Arlo’s mission is to make high-quality health coverage simple, affordable, and transparent — helping employers offer benefits that actually feel like benefits. We’ve grown from zero to tens-of-thousands of covered members in under a year, and we’re just getting started.

The Opportunity
We are seeking a Claims Data Analyst who will be responsible for reviewing stop-loss claims, identifying cost-containment opportunities, and generating insights that drive proactive intervention for members and employers.

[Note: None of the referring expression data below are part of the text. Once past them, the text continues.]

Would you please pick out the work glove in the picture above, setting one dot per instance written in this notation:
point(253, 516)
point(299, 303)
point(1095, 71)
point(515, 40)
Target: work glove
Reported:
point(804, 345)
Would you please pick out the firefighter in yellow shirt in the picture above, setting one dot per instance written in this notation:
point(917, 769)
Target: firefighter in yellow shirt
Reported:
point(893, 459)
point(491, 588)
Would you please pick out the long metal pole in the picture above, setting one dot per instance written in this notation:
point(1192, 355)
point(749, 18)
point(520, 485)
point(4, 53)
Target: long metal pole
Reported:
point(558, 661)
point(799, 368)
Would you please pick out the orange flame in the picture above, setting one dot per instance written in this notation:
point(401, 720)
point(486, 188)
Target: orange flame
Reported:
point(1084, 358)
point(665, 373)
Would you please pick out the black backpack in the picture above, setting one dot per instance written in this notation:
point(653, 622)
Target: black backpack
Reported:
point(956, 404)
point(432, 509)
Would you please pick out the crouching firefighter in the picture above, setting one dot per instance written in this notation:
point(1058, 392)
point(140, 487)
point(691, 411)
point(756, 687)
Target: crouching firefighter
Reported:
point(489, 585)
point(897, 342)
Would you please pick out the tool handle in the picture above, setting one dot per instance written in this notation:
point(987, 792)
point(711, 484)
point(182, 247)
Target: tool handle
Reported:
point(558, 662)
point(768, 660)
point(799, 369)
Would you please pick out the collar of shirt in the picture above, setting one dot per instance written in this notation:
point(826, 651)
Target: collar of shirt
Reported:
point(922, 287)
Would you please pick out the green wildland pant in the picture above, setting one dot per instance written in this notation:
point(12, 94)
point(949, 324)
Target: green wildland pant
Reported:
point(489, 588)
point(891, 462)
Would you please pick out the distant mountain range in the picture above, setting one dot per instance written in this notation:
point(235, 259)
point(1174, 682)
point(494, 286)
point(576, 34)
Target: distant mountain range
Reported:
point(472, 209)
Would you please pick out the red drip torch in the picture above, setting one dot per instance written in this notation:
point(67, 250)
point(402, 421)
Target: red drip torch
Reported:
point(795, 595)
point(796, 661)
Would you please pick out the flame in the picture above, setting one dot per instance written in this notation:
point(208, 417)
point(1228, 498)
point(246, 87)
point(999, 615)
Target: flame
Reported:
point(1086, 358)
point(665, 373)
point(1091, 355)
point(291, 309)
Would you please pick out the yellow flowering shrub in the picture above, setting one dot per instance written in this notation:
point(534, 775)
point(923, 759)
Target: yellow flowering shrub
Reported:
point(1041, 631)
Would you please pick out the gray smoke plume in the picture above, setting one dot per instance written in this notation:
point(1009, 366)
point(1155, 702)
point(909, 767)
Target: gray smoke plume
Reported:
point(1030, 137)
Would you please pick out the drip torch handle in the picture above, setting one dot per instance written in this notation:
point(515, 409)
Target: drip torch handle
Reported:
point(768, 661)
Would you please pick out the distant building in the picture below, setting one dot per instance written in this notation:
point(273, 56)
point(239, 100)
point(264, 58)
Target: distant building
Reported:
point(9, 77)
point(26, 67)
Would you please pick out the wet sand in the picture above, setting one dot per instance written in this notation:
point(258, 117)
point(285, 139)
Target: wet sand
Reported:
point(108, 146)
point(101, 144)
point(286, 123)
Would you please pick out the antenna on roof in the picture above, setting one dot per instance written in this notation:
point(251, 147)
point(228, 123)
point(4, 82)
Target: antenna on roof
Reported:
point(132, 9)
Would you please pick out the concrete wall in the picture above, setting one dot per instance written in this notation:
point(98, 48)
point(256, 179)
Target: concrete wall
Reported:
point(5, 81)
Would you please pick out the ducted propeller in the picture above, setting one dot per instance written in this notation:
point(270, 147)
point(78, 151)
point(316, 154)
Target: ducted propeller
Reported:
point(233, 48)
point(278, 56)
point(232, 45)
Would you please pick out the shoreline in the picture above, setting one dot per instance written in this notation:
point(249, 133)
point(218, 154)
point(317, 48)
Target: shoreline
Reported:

This role bridges analytics, risk management, and operations — ensuring Arlo’s plans perform efficiently while maintaining outstanding member outcomes.
What you will do
  • Review stop-loss and medical claims data to identify trends, anomalies, and high-cost drivers.
  • Analyze Arlo’s claims performance to uncover actionable insights and inform pricing, underwriting, and care management strategies.
  • Develop trigger-based rules using claims data to initiate targeted interventions such as member outreach, case management, and pharmacy review.
  • Investigate potentially fraudulent or abusive claims patterns in coordination with clinical and legal partners.
  • Evaluate the effectiveness of cost-containment programs, recommend optimizations, and benchmark performance against market standards.
  • Collaborate with underwriting, product, and analytics teams to refine dashboards, models, and monitoring tools.

What we are looking for
  • 3–6 years of experience analyzing medical or stop-loss claims, healthcare data, or cost containment programs.
  • Adept in analytics tools (Excel, SQL, Python)
  • Experienced in cost containment strategies in the employer market — you understand what works, what doesn’t, and why
  • Comfortable working with large medical claims datasets and identifying meaningful patterns
  • Strong quantitative and analytical skills; ability to translate data into actionable recommendations
  • Familiarity with coding structures (ICD-10, CPT/HCPCS, DRG) and claims adjudication workflows
  • Bachelor’s degree in a quantitative or healthcare-related field (e.g., Statistics, Health Economics, Finance, Public Health, or similar).

Bonus Points:
  • Exposure to fraud, waste, and abuse detection or audit processes is a plus.


Why you’ll love it here
  • Mission with Impact: Help small businesses offer health benefits that truly matter.
  • High Impact: You’ll be working cross-functionally with operations and our data science team and your work will be key to building a health insurance company from scratch (where else can you do that??)
  • Fast-Growing Startup: Join us at an inflection point — we’re scaling quickly and thoughtfully.
  • Ownership & Autonomy: We value builders and give you room to create.
    • Compensation:$100,000-150,000 annually
    • Equity
    • the usual Tech startup benefits (100% covered health insurance, vision, dental & life insurance, remote work setup stipend, in-office meals, etc. etc.)

Process
This is what you can expect when we like your application:
  • 30-minute introductory call with Jan-Felix (CEO & Co-Founder)
  • 30-min call with Karthik (Co-Founder)
  • Take-home case study
  • Onsite/ Virtual Onsite
  • Reference Calls


CompensationThe base pay range for this role is $100,000 – $150,000 per year.